|By Eric Novikoff||
|August 27, 2008 02:40 AM EDT||
Eric Novikoff's Blog
IT managers and pundits speak of the reliability of a system in "nines." Two nines is the same as 99%, which comes to (100%-99%)*365 or 3.65 days of downtime per year, which is typical for non-redundant hardware if you include the time to reload the operating system and restore backups (if you have them) after a failure. Three nines is about 8 hours of downtime, four nines is about 52 minutes and the holy grail of 5 nines is 7 minutes.
From a users' point of view, downtime is downtime, but for a provider/vendor/web site manager, downtime is divided into planned and unplanned. Cloud computing can offer some benefits for planned downtime, but the place that it can have the largest effect on a business is in reducing unplanned downtime.
Planned downtime is usually the result of having to do some sort of software maintenance or release process, which is usually outside the domain of the cloud vendor, unless that vendor also offers IT operations services. Other sources of planned downtime are upgrades or scheduled equipment repairs. Most cloud vendors have some planned downtime, but because their business is based on providing high uptime, scheduled downtimes are kept to a minimum.
Unplanned downtime is where cloud vendors have the most to offer, and also the most to lose. Recent large outages at Amazon and Google have shown that even the largest cloud vendors can still have glitches that take considerable time to repair and give potential cloud customers a scare (perhaps it is because they didn't take some planned downtime??) On the other hand, cloud vendors have the experienced staff and proven processes that should produce overall hardware and network reliability that meets or exceeds that of the average corporate data center, and far exceeds anything you can achieve with colocated or self-managed servers.

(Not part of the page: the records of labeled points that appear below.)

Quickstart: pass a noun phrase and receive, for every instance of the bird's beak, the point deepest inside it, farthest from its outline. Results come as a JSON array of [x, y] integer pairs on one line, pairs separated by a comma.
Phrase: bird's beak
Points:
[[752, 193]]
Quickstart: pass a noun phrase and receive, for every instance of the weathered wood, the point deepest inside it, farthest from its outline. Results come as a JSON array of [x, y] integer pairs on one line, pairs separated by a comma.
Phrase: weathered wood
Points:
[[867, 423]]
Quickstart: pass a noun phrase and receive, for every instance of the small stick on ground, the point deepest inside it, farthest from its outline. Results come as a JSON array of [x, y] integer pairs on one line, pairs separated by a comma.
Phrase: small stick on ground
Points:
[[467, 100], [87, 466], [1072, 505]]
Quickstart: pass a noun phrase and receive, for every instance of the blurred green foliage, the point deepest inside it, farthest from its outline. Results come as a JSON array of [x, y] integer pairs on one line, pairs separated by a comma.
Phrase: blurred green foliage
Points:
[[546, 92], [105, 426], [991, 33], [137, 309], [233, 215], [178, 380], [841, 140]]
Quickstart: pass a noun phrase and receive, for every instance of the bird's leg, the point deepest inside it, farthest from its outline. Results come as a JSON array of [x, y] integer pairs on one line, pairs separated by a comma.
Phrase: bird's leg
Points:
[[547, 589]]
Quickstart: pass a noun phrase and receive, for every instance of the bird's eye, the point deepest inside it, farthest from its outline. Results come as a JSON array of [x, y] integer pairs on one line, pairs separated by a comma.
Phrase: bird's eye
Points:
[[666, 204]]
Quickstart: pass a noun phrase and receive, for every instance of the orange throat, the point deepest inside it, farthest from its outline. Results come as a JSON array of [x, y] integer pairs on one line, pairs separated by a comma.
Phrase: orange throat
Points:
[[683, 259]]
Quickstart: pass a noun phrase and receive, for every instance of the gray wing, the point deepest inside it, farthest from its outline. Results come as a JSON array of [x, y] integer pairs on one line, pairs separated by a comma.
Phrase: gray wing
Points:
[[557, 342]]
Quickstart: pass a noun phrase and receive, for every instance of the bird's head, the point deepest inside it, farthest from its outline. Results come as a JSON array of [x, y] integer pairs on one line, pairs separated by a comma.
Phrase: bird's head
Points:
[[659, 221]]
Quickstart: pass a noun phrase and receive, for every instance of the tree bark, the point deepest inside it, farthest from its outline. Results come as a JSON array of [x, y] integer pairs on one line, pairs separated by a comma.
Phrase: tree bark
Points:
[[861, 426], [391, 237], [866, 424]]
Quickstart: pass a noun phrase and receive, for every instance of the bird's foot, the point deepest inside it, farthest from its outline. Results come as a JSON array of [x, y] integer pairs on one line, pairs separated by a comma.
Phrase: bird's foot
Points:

However, despite claims of reliablity, few cloud vendors have tight SLAs (service level agreements) that promise controlled downtime or offer rebates for excess downtime. Amazon goes the opposite direction and doesn't offer any uptime guarantees, even cautioning users that their instance (or server) can disappear at any time and that they should plan accordingly. AppLogic-based clouds, provided by companies such as ENKI, are capable of offering better guarantees of uptime because of its inherent self-healing capabilities that can enable 3-4 nines of uptime. (The exact number depends on how the AppLogic system is set up and administered, which affects the time needed for the system to heal itself.) However, any cloud computing system, even even those based on AppLogic or similar technologies, can experience unplanned downtime for a variety of reasons, including the common culprit of human error. While I believe it is possible to produce a cloud computing service that exceeds 4-9s of uptime, the costs would be so high that few would buy it when they compared the price to the average cloud offering.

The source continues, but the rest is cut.